Miguel A. Amat, University of Massachusetts, Amherst, 686 North Pleasant Street; 214 Goessmann Laboratory, Amherst, MA 01003, Yannis G. Kevrekidis, Princeton University, Department of Chemical Engineering, Princeton, NJ 08544, and Dimitrios Maroudas, University of Massachusetts, Department of Chemical Engineering, Amherst, MA 01003.

Accurate determination of the onset of structural transitions in complex physical systems is of crucial importance in condensed matter physics and materials science and engineering. As direct access to such physical responses is typically difficult to attain experimentally, computational techniques such as molecular dynamics (MD) have become powerful tools for probing the underlying atomic-scale dynamics and determining the transition onsets. One of the most attractive features offered by MD lies in its ability to ultimately relate atomistic dynamics to macroscopically observable physical behavior; however, computing the evolution of all of the atomic coordinates over coarse time scales poses a severe limitation to the method. In recent years, novel methods, such as hyperdynamics, transition path ensemble approaches, metadynamics, and coarse molecular dynamics (CMD), have been developed to address long-time dynamics issues directly through atomistic simulation. In CMD, coarse-grained information is estimated on the fly from many short and properly initialized independent replica MD simulations. This information can then be used to identify transition points in the physical behavior of the complex systems under consideration. The method is based on the description of the evolution of the probability density, P(Ψ,t), approximated by a Fokker-Planck equation where Ψ(t) is an appropriate coarse-grained observable that describes the state of the system.
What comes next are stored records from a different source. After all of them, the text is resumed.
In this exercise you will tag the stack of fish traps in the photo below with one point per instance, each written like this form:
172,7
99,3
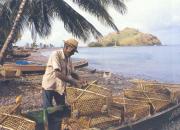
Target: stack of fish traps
146,99
11,119
91,107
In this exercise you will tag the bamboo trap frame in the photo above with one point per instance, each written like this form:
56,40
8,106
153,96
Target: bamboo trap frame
13,122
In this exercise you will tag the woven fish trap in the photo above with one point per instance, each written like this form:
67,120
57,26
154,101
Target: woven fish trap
10,109
100,90
141,94
133,102
136,113
86,102
101,121
13,122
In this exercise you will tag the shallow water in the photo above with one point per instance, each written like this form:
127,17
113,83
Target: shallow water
160,63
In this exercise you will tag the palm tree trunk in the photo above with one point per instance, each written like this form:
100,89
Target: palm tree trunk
13,30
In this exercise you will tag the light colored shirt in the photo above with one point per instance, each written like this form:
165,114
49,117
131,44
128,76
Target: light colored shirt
57,60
In this presentation, we demonstrate the capabilities of CMD to determine the onset of structural transitions in condensed matter by analyzing the thermodynamic (heterogeneously nucleated) and mechanical (homogeneously nucleated) melting of crystalline silicon, as well as stress-induced structural transitions in crystals under hydrostatic loading. In the study of melting, we reconstruct the underlying effective free-energy landscape and calculate the effective free energy difference between the molten and solid states as a function of temperature; in conjunction with a phase coexistence criterion, this leads to an efficient and accurate determination of the melting temperature (as compared with predictions from long MD simulations). In the study of stress-induced structural transformations, we also obtain the effective free-energy landscape and determine its relation to the structural stability of the corresponding solid phases. We focus on bcchcp lattice transformations and aim at identifying the loading conditions that mark the onset of such transformations. We demonstrate that the CMD approach is quite general and may be helpful in determining other important types of structural-transition onsets in condensed matter, including order-to-disorder (e.g., solid-state amorphization) and disorder-to-order (e.g., crystallization) transitions. Selecting appropriate coarse-grained variables is crucial to the success of this approach; in this presentation, special emphasis is placed on the choice of such variables in the structural-transition problems analyzed.